Ok, but what is being asked is what interesting properties does such a function have. You still haven’t answered that question.

[docfort]

Let me try. Let’s say you have some operator F = crazyweirdblackbox. Like, it exponentiates and does a bunch more complicated things. You can apply this operator to some input function and transform it into some output function. The programming analogy would be some piece of code that works on a lambda and spits out another lambda. The finite-dimensional linear algebra equivalent is a matrix. You would ideally want F to be invertible (or undoable) for all inputs. Just in case.

If g(x) is an eigenfunction of F, then h(x) = F(g(x)) is actually just a rescaled of g(x): h(x) = ag(x), for some constant a. No matter how complicated and hard-to-compute F is, it boils down to just one number a, when acting on some special function g(x).

So what? This only applies to special g(x), and not any choice for g. Let’s say that I have some special function y(x) that isn’t necessarily g(x). But I have a whole bunch of eigenfunctions of F called g_k(x). If I knew that F was linear (kind of a prerequisite for computing eigenfunctions anyway), then I can decompose some output function y(x) into a weighted sum of g_k: y(x) = sum([w_k g_k(x) for k in range(infinity)]).

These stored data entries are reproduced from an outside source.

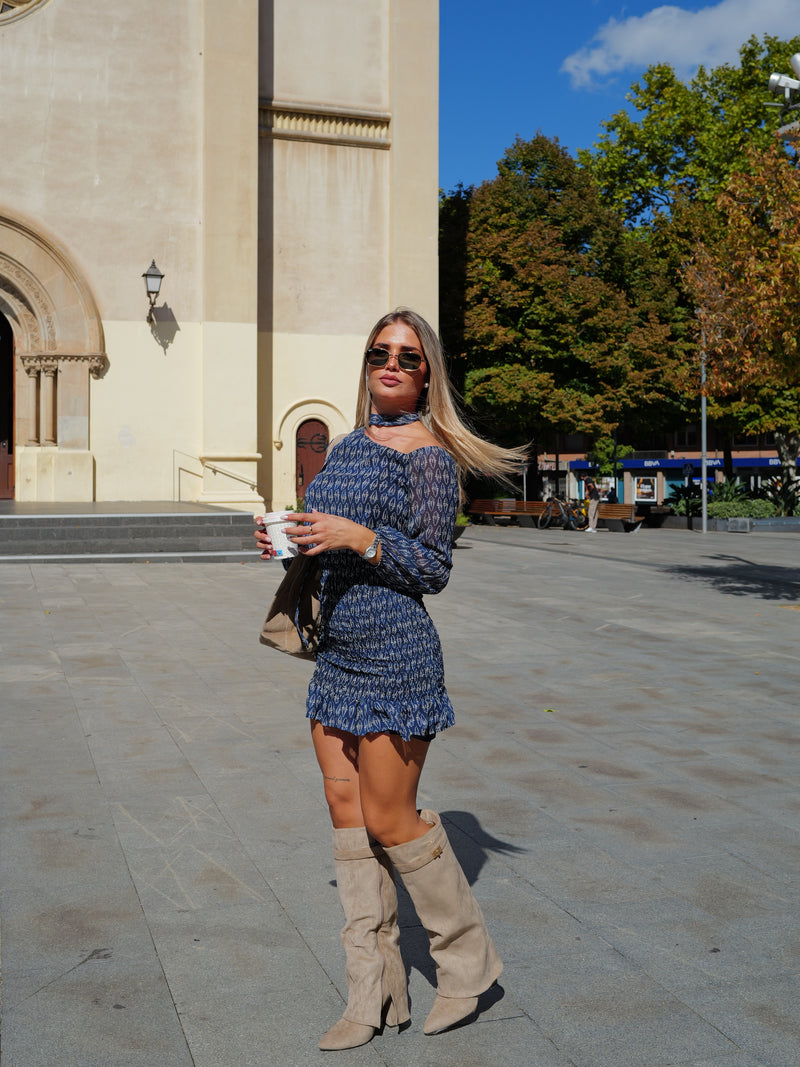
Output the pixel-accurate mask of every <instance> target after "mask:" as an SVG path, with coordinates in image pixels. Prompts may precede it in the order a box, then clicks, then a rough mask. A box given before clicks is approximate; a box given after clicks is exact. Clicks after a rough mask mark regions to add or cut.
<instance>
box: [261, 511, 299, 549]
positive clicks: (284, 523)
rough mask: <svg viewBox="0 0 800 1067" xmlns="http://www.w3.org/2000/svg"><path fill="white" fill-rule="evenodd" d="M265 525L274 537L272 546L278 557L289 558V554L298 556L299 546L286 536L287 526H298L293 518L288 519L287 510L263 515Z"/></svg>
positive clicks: (277, 511)
mask: <svg viewBox="0 0 800 1067" xmlns="http://www.w3.org/2000/svg"><path fill="white" fill-rule="evenodd" d="M263 525H265V526H266V527H267V532H268V534H269V535H270V538H271V539H272V547H273V548H274V550H275V556H276V557H277V559H288V558H289V556H297V554H298V546H297V545H295V544H294V542H293V541H290V540H289V539H288V537H287V536H286V527H287V526H297V523H295V522H294V520H293V519H287V517H286V512H285V511H271V512H270V513H269V514H268V515H265V516H263Z"/></svg>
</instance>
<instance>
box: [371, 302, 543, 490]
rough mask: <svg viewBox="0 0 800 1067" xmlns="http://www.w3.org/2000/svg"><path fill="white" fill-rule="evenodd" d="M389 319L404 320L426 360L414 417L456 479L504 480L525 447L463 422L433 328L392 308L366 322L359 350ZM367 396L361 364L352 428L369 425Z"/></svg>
mask: <svg viewBox="0 0 800 1067" xmlns="http://www.w3.org/2000/svg"><path fill="white" fill-rule="evenodd" d="M393 322H404V323H405V325H407V327H410V328H411V329H412V330H413V331H414V333H415V334H416V335H417V337H418V338H419V345H420V348H421V349H422V354H423V355H425V360H426V363H427V364H428V383H427V384H428V388H427V389H425V388H423V389H422V393H421V394H420V398H419V409H418V410H419V417H420V420H421V421H422V423H423V424H425V425H426V426H427V427H428V429H429V430H430V431H431V433H432V434H433V435H434V437H435V439H436V440H437V441H438V442H439V443H441V444H442V446H443V447H444V448H445V449H446V450H447V451H448V452H449V453H450V456H452V458H453V460H455V465H457V467H458V469H459V481H460V482H463V480H464V476H465V475H466V474H468V473H469V474H480V475H484V476H485V477H489V478H498V479H500V480H501V481H508V477H509V475H511V474H516V473H517V472H518V469H519V464H521V463H523V462H525V460H526V458H527V455H528V452H527V448H526V447H525V446H519V447H517V448H501V447H500V446H499V445H494V444H492V442H491V441H484V440H483V437H479V436H478V434H477V433H474V432H473V430H471V429H470V428H469V427H468V426H467V424H466V421H465V420H464V416H463V415H462V414H461V411H460V410H459V407H458V404H457V400H455V395H454V389H453V387H452V385H451V384H450V379H449V377H448V373H447V367H446V366H445V357H444V353H443V351H442V344H441V341H439V339H438V337H437V336H436V333H435V332H434V330H433V329H432V328H431V327H430V325H429V323H428V322H426V320H425V319H423V318H422V316H421V315H417V313H416V312H412V310H411V309H410V308H407V307H397V308H396V309H395V310H394V312H389V313H388V314H387V315H384V316H383V318H380V319H379V320H378V322H375V324H374V325H373V327H372V330H371V331H370V334H369V337H368V338H367V345H366V348H365V351H368V350H369V349H370V348H371V347H372V345H373V344H374V340H375V338H377V337H378V335H379V334H380V333H381V331H382V330H384V329H385V328H386V327H388V325H391V324H393ZM371 410H372V401H371V397H370V394H369V389H368V388H367V375H366V373H365V370H364V367H362V371H361V380H359V382H358V397H357V400H356V408H355V411H356V416H355V425H356V427H362V426H363V427H367V426H369V416H370V412H371Z"/></svg>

Some abuse of Python list comprehension there.

So instead of evaluating F, which might be very hard computationally or numerically, we can instead do a for-loop over potentially easier functions g_k. And store some weights w_k that essentially describe how F transformed an input function into y. Easy-peasy.

And maybe I don’t want to evaluate the entire sum. So I could choose to evaluate only the “important” terms in the sum to approximate y(x).

The entirety of signal processing, much of quantum mechanics, much of electromagnetism, and many other partial differential equations can fit into this framework. And we use PDEs to describe F when we really have no idea how to even to write it down. But we can still compute eigenfunctions and therefore make progress in evaluating F since we know the effect of F on certain special functions.

Does that help?

[kridsdale2]

It's been 15 years since I was in my EE degree, and I learned all this stuff to the point of intuition. Since then I've been a C-monkey at megacorp and not doing any real math beyond simple geometry.

Thanks for tickling the old neurons.

[lisper]

Yes, exactly.

This comment was downvoted into oblivion (I vouched it back from the dead), but I have no idea why. You hit the nail on the head.